Help... Springs next.???


#1

Double Duty/SE30 build.
87 325is has on board now…
Susp - Tokico Red lowering springs & HP blues in rear, OE/Boge in front, IE maxi fixed (-1.25) camber plates.
Mounts - Vorshlag Poly engine & UUC Reds w/enforcers Tranny.
Wheels/Brakes - Basketsweaves w/RA1’s, HT 10’s

Ordering soon/today.
AKG 75D - Diff mt, Subframe, offset front control & Rear Camber/Toe Correction Kit
OE - RTAB’s.

Questions are…

Should I use the OE rubber RTAB’s or urethanes? It appears the OE ones allow better movement for the camber/toe kit.
I can’t swing both the Bilsteins and H&R’s right now. I’m thinking the springs would be nice first to get ride hgt and such so I can get the alignment set. Ok to run the H&R’s with these shocks?

Your thoughts…
Thanks!
Will


#2

I’ve read a number of posts re. the camber/toe kit and I think that there’s a slim majority of folks using the softer OEM rtab bushings with it for their greater compliance. I don’t think there’s really a consensus on the issue. IMO most folks that have done the kit are happy with it. Some had binding problems tho.


#3

Thx Ranger… Think I’ll try the oe ones first.
What are your thoughts on the springs now, bilsteins later???
Will it be an issue… Bottom out on damper tubes? Blow them out as too lowered?
Thanks!


#4

If I couldn’t do springs and shocks at the same time, and if the shock on the car are still good, I’d do the springs first. Understand that th shocks on the car migh be a bit under damped for the race springs and they may not last long.


#5

“Under damper” Not designed for that low, seals will blow?

Anyone have a used set of spec race springs?


#6

Not to mention that when you install the front springs you are only one step away from swapping out the strut. It makes sense to do them at the same time so you don’t have to pull it all apart twice.


#7

I agree. I wouldn’t do either until you can afford both. It is quite a pain in the ass to change the front struts on these cars since the strut doesn’t come out of the hub like 95% of cars. I looked for used suspension before I bought mine, and I didn’t find any.


#8

Wasn’t to bad when I put my IE maxi fixed camber plates… Of course, on there are tokico lowering springs which helped.
Bushings, brakes, RA-1’s have really put a dent in the garage coffee can :frowning:
Used will do for now…


#9

NASA144 wrote:

It isn’t the height as much as the spring rates. Race springs have a lot higher rate than what you have on the car now. To prevent bouncing of the wheel the shock/strut has to have higher damping.
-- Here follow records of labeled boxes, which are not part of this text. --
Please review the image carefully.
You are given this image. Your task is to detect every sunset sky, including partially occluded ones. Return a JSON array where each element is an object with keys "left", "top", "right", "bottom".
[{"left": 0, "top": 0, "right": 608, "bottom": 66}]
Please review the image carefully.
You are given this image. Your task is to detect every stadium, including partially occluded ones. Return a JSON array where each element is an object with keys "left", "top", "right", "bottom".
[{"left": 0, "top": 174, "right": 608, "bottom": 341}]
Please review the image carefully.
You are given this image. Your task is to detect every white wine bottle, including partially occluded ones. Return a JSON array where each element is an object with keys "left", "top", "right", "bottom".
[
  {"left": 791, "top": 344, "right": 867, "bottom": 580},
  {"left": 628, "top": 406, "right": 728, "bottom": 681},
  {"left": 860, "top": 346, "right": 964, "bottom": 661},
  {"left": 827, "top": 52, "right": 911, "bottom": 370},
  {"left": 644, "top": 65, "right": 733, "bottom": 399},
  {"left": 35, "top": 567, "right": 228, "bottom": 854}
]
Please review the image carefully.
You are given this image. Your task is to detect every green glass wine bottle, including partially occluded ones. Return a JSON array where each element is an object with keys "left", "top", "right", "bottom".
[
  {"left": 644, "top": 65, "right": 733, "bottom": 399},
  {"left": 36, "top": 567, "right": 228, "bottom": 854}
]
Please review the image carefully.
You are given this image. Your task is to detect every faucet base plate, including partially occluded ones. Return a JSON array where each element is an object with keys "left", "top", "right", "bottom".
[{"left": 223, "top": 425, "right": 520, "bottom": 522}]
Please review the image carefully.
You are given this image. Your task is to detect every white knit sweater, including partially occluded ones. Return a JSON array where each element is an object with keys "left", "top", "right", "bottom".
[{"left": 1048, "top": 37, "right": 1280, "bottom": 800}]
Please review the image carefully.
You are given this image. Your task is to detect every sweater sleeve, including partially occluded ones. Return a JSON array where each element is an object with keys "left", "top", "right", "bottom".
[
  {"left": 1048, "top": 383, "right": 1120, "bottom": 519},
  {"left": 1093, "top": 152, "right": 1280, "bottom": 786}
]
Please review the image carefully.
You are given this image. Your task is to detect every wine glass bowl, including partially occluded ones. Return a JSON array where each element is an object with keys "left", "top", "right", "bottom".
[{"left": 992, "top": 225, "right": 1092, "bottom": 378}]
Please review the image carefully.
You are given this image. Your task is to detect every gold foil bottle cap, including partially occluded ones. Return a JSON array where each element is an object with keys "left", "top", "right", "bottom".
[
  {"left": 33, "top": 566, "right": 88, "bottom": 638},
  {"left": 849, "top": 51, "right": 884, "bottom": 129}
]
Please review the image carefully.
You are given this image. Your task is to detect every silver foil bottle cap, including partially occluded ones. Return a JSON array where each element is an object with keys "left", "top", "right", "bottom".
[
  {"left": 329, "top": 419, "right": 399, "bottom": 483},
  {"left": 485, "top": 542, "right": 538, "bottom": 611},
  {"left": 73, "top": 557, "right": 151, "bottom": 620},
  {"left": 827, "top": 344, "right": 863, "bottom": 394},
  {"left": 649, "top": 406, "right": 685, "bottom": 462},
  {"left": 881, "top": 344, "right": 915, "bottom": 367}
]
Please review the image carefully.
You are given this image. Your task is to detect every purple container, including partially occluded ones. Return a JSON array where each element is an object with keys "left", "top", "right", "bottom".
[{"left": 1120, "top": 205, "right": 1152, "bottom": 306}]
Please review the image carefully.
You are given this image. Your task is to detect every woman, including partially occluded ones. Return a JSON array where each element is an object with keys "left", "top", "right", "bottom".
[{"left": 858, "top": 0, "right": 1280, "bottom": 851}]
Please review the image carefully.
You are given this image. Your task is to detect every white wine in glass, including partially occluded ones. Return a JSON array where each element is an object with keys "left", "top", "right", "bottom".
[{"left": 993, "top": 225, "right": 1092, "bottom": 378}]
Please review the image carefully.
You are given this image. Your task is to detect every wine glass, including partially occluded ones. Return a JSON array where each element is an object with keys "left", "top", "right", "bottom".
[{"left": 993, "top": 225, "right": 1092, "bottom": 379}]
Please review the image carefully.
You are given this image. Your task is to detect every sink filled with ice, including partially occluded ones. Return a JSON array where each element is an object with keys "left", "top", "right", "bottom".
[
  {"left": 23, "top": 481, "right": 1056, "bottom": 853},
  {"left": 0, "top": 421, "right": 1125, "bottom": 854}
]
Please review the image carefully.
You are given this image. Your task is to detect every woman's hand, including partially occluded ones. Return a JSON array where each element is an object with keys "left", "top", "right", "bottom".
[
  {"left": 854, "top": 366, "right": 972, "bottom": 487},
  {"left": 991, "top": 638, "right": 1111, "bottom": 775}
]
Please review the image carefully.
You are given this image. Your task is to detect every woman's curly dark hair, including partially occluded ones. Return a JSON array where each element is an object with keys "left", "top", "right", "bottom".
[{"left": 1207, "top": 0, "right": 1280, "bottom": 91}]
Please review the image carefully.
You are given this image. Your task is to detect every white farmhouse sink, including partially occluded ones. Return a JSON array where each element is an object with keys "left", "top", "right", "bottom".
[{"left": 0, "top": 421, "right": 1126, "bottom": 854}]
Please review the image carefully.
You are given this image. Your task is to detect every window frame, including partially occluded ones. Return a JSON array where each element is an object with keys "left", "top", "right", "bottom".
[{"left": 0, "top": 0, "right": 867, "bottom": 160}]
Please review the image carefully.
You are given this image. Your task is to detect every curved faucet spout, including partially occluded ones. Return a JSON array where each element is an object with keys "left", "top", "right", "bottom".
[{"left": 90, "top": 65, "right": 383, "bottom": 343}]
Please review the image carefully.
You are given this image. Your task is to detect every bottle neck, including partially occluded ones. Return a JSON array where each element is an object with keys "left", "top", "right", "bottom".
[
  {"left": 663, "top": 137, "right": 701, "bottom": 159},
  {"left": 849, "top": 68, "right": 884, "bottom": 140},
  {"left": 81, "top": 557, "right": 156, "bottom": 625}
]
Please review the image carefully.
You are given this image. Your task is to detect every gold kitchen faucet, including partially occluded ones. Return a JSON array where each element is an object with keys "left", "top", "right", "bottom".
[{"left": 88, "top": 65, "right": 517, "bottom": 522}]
As an FYI, Tokico springs rates are 165 front and 265 rear. H&R Race springs are 315 front and 570 rear. The race springs rate are twice what you have on the car now and really need shock/struts valved for the higher spring rates.


#10

I agree… bad idea on springs only. Looks like next spring for the H&R/Bilsteins, unless a good set of used ones come up :slight_smile:

thanks guys!


#11

Everything at once is best. If you want to be on the track before you can afford doing the whole car I would do brakes, then suspension, and then wheels and tires.


#12

Well… I’m not looking to race till end of next year (hopfully), but I need a ride for DE4.